CuriosAI / sai

SAI: a fork of Leela Zero with variable komi.
GNU General Public License v3.0
104 stars 11 forks source link

Idea: branch from common handicap #50

Open tychota opened 4 years ago

tychota commented 4 years ago

As far as I understand, sai brings different concept to dramatically improve value network in unfair situation.

If we consider extrem situation like 9 handicap stone, leela zero is considering the stone 1-1 as valuable as 6-4 for white, which is insane for a human.

image

The reasoning is simple: since the winrate is both 0% there is no difference. I will say the bigger the number of move the worst it became, since the initial policy (3-3) point will start to have less importance.

On the contrary in the end games, leela often play sloppy move as she is already far ahead.


To solve this issue, sai (and other improvement on leela) are bringing some concept.

1) the concept of dynamic komi ( which require to have having a monotonous winrate over komi) : by variating the komi, the actor can trick the engine to a more faire situation and let it do better choice

2) by training not only to win but to win by the maximum number of point. We can think of katago function (see under) but also alpha and beta parameter of sai (which looks still weird to me since on contratry of katago, sai doesn't end every game and thus i don't see how those parameter are trained, but that is another problem).

image (Appendix F: Score Maximization of https://arxiv.org/pdf/1902.10565.pdf by @lightvector)

Thoose improvements have a positive impact on plays (end game, handicap plays) but also are a good way to improve user experience. For instance katago can output ownership.

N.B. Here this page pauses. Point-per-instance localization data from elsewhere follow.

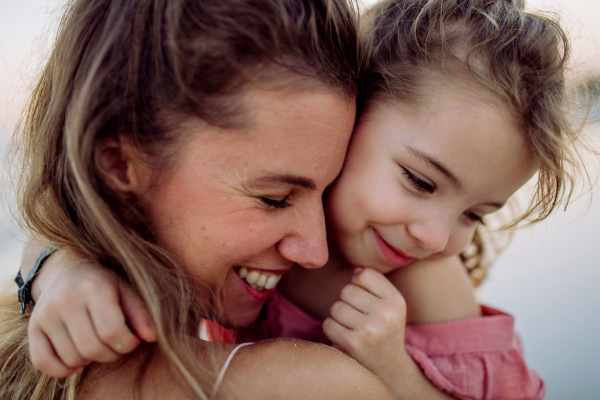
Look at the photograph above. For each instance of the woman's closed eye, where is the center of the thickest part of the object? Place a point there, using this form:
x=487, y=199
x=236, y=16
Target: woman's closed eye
x=417, y=182
x=276, y=203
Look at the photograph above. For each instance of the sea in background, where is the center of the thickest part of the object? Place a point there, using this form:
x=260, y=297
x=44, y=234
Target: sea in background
x=548, y=278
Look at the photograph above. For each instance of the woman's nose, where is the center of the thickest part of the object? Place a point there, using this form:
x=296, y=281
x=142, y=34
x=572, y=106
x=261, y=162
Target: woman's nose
x=306, y=243
x=432, y=233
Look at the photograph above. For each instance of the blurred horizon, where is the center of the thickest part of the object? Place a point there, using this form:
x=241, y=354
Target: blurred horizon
x=547, y=278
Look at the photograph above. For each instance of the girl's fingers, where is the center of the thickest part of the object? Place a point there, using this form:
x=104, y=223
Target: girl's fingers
x=346, y=315
x=109, y=327
x=86, y=340
x=374, y=282
x=63, y=345
x=358, y=298
x=136, y=314
x=44, y=358
x=339, y=335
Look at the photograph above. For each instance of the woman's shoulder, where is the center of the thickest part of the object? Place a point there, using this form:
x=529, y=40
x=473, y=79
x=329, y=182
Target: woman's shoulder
x=295, y=369
x=275, y=369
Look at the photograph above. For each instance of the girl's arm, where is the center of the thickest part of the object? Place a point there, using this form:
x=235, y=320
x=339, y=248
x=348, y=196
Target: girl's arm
x=368, y=323
x=436, y=291
x=84, y=313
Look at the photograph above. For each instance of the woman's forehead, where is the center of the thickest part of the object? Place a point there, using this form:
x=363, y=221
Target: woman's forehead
x=300, y=133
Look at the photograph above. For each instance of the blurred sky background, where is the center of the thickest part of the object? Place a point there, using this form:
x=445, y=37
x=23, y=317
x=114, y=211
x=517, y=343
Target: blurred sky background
x=549, y=277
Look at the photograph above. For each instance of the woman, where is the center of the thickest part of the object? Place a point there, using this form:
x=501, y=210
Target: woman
x=160, y=139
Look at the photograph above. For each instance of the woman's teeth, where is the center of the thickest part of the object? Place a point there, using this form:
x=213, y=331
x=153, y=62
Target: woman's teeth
x=257, y=280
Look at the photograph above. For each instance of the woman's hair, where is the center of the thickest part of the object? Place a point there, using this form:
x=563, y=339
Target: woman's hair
x=496, y=48
x=138, y=68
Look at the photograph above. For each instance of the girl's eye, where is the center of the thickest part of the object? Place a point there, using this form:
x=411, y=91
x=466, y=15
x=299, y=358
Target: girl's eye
x=275, y=203
x=474, y=217
x=418, y=183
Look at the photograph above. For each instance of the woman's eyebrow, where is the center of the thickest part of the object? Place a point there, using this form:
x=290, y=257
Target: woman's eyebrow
x=287, y=179
x=436, y=164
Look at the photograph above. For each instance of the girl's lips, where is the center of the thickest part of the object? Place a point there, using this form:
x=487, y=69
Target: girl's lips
x=391, y=254
x=260, y=295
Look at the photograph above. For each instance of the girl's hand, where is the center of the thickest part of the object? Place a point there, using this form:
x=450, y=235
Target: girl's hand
x=368, y=322
x=83, y=314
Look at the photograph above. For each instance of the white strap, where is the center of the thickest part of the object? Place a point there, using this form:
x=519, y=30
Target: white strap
x=224, y=368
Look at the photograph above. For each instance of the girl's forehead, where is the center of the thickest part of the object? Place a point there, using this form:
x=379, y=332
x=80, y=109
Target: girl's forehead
x=476, y=142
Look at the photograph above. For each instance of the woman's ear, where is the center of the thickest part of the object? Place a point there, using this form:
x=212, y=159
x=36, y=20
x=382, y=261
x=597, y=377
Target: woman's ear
x=121, y=166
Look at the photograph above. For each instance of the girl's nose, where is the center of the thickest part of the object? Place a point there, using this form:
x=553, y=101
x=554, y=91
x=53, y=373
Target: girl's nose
x=432, y=234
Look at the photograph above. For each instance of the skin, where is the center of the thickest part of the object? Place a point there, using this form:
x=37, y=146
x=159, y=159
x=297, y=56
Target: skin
x=389, y=190
x=210, y=212
x=363, y=311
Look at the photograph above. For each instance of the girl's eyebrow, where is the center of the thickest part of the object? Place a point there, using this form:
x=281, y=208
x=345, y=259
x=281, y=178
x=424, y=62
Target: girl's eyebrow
x=436, y=164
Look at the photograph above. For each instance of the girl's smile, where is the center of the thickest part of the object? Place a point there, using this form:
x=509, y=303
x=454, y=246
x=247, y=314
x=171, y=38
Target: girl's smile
x=417, y=180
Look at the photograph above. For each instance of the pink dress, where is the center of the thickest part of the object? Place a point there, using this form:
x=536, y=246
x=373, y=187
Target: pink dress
x=478, y=358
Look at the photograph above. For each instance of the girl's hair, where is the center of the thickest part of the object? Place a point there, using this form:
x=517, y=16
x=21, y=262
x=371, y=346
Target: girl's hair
x=497, y=48
x=138, y=68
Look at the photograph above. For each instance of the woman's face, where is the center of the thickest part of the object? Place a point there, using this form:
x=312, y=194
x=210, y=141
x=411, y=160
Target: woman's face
x=249, y=201
x=416, y=182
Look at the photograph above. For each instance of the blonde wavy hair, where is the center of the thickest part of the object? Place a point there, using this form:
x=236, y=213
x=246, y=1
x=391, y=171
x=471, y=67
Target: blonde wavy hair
x=116, y=67
x=494, y=46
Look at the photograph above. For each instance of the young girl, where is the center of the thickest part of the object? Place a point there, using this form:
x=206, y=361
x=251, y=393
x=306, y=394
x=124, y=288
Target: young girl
x=463, y=104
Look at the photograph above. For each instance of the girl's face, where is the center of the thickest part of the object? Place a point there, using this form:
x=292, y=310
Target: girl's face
x=251, y=199
x=416, y=182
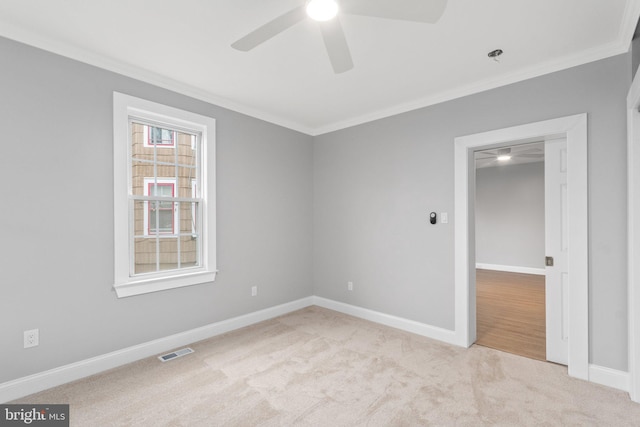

image (Figure 3: Visualization of ownership predictions by the trained neural net. of https://arxiv.org/pdf/1902.10565.pdf by @lightvector)


However that only improve the value head. AFAIK, the policy network is still lost since those situation are super rare (No way that white pass 8 times and black play hoshi).

image (Katago default policy)

My idea is to profit from the branching code to branch a sgf every 10 game. So 1% of the game start with one normal handicap, 1% two handicaps, ect, and the last percent is free placing. Then the network will pick appropriate komi so it is fair.

I think this may improve the joseki for handicap games.


Note: that is maybe a crazy idea (we introduce too much bias). Or it is too risky.

I don't have as much as knowledge as you have (I read paper from time to time, looked at leela and GoNN code and did my small experiment on 7x7 but i have not ML background.

However that may be interesting :) What do you think ?

Vandertic commented 4 years ago

I think the idea is neat. I was starting thinking something similar. But we must think this and discuss it thoroughly.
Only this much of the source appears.